Pensé en esto por un momento.

– ¿Conoce usted el nombre de esa puta o un lugar donde pueda encontrarla?

Él sonrió.

– Cuando era joven, el cura de mi parroquia siempre me advertía de que ser tan putañero sería mi ruina, pero he aquí que ser putañero me trae beneficios. Sé su nombre, sí señor, porque la he visto trabajar, aunque antes de anoche no había tenido el disgusto de conocerla, digamos que, íntimamente. Creo que, quizá, por su forma de practicar el oficio, los hombres no suelen volver por más. Se llama Kate Cole, y la he visto en muchas ocasiones en una taberna llamada Barrel and Bale. Creo que tiene allí una habitación alquilada, pero no estoy seguro.

Asentí. Nunca había oído hablar de esa puta, pero había miles de su mismo oficio en Londres. Incluso un hombre tan entusiasta como Sir Owen no podía pretender conocerlas a todas.

– Encontraré a Kate Cole para usted entonces.

Procedió a describirme su aspecto con sumo detalle, dándome más información de la que iba a necesitar para encontrar a una mujer completamente vestida.

– Confío -dijo después, bajando la voz- en que no hace falta que insista en la cuestión de la discreción. Seguro que un hombre de su posición comprende las necesidades de un hombre de la mía.

Le dije que le entendía perfectamente, aunque me pregunté por qué había decidido mostrarse conmigo por todo el parque si deseaba que todo quedase en secreto.

Sir Owen me sorprendió al adivinar mis pensamientos.

– No me importa que el mundo sepa que le he visitado, o incluso que le he visitado para pedirle ayuda en un caso de robo. Pero prefiero que no diga usted nada más. Al mundo no le importa qué sea lo que me han robado, ni cómo lo perdí.

– Estoy absolutamente de acuerdo -le dije asintiendo para tranquilizarle-. Estoy seguro de que todos los hombres con los que he trabajado pueden dar fe de mi discreción.

– Espléndido. Si los hay que desean hacer especulaciones acerca de lo que estoy haciendo aquí con usted, dejémosles -me dijo con altanería-. Si mancillan mi buen nombre, le aseguro que tendrán que darme explicaciones, pues no existe un solo hombre en Londres que ose insultarme. Puedo asegurarle que no soy un espadachín mediocre -afirmó sujetando teatralmente la empuñadura de su espada- y he vivido unos cuantos amaneceres en Hyde Park defendiendo mi honor.

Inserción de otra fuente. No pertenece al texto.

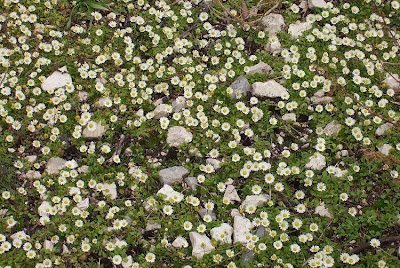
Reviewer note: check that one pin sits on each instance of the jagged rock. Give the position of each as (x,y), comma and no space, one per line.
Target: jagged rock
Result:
(162,110)
(44,209)
(170,194)
(178,135)
(273,47)
(249,255)
(231,193)
(240,87)
(241,227)
(110,190)
(32,174)
(84,204)
(332,129)
(180,242)
(317,4)
(255,200)
(59,78)
(192,183)
(289,116)
(317,162)
(322,211)
(223,233)
(214,162)
(270,89)
(152,226)
(54,165)
(383,128)
(273,23)
(178,104)
(201,244)
(297,29)
(384,149)
(97,133)
(172,175)
(203,212)
(260,68)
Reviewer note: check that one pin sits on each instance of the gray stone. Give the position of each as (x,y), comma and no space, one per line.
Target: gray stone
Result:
(297,29)
(223,233)
(273,23)
(178,136)
(54,165)
(59,78)
(241,227)
(192,183)
(270,89)
(240,86)
(203,212)
(260,68)
(172,175)
(380,131)
(201,244)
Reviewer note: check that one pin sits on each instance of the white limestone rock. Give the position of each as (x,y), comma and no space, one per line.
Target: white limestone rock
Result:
(223,233)
(317,162)
(98,132)
(54,165)
(332,129)
(59,78)
(241,227)
(110,190)
(297,29)
(170,194)
(172,175)
(260,68)
(317,4)
(273,23)
(255,200)
(201,244)
(231,193)
(270,89)
(380,131)
(178,136)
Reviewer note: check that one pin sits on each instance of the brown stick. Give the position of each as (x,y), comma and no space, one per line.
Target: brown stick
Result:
(383,241)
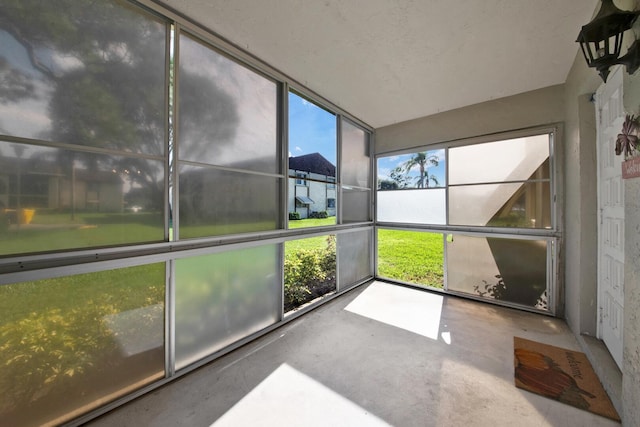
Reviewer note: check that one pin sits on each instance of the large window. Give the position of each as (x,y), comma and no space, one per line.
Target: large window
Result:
(144,191)
(312,164)
(71,343)
(86,100)
(471,218)
(227,145)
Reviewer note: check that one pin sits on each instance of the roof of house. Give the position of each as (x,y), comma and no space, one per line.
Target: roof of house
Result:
(312,163)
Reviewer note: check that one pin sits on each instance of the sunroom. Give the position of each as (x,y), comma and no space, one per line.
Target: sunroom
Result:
(151,223)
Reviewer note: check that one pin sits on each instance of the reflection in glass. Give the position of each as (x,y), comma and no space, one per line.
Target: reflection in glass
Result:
(426,206)
(87,73)
(526,205)
(354,251)
(355,204)
(227,113)
(510,160)
(309,270)
(73,343)
(54,199)
(215,202)
(508,270)
(222,298)
(411,257)
(312,164)
(356,163)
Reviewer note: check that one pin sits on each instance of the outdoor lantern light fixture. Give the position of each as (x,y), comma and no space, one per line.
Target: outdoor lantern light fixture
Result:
(601,40)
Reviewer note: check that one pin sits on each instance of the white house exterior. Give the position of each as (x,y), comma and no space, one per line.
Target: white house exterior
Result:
(312,185)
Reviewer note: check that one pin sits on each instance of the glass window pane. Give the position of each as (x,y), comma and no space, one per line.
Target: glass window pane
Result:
(356,163)
(87,73)
(510,160)
(525,205)
(71,344)
(55,199)
(411,257)
(412,206)
(215,202)
(312,164)
(223,298)
(227,113)
(309,270)
(355,205)
(425,169)
(354,251)
(508,270)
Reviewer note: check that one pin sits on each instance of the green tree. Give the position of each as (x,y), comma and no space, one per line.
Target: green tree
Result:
(422,161)
(99,66)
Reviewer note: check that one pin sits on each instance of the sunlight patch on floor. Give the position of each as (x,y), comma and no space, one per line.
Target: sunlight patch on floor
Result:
(288,397)
(409,309)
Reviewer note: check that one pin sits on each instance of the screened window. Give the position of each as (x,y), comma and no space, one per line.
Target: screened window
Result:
(485,189)
(227,143)
(69,343)
(90,103)
(501,184)
(355,173)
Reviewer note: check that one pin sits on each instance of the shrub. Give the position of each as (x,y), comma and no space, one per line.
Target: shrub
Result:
(308,274)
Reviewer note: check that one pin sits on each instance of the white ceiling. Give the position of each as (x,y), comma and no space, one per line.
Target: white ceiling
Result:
(387,61)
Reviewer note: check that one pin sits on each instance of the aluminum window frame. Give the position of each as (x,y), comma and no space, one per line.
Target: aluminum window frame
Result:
(552,235)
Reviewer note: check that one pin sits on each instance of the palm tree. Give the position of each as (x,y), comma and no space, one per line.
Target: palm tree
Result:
(423,160)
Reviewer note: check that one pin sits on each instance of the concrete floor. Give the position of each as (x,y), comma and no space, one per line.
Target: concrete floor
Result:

– Entiendo lo que quiere decir -le dije, aunque no era cierto. ¿Intentaba fanfarronear o me estaba haciendo una advertencia?-. Sir Owen, ¿puedo preguntarle por qué no busca la ayuda del señor Jonathan Wild, siendo como es el hombre más requerido en caso de robo?

Y siendo también indudablemente el que más probabilidades tenía de devolverle sus pertenencias con toda celeridad, añadí para mí, ya que esa puta casi con toda seguridad sería empleada suya, junto con tantas otras fulanas rateras de Londres.

– Wild es un ladrón -me dijo con voz contenida- y todo Londres lo sabe, o por lo menos lo saben quienes no son tontos. Un hombre como usted… estoy seguro de que usted lo sabe. Creo que esa puta pertenece a su cantera de ladrones, y que me condenen al fuego eterno, señor, si voy a pagar dinero por lo que es mío por derecho al mismo villano que me lo ha robado. De veras le digo que no entiendo cómo Londres le considera un servidor público cuando no es más que un zascandil cuyos elaborados trucos le han hecho rico a él y han esquilmado a la ciudad -su rostro se había enrojecido ya profundamente. Consciente de que se había excedido en el calor de su discurso, hizo una pausa para recomponerse-. Dígame -continuó más fríamente- ¿cuánto me va a pedir por recuperar una cartera?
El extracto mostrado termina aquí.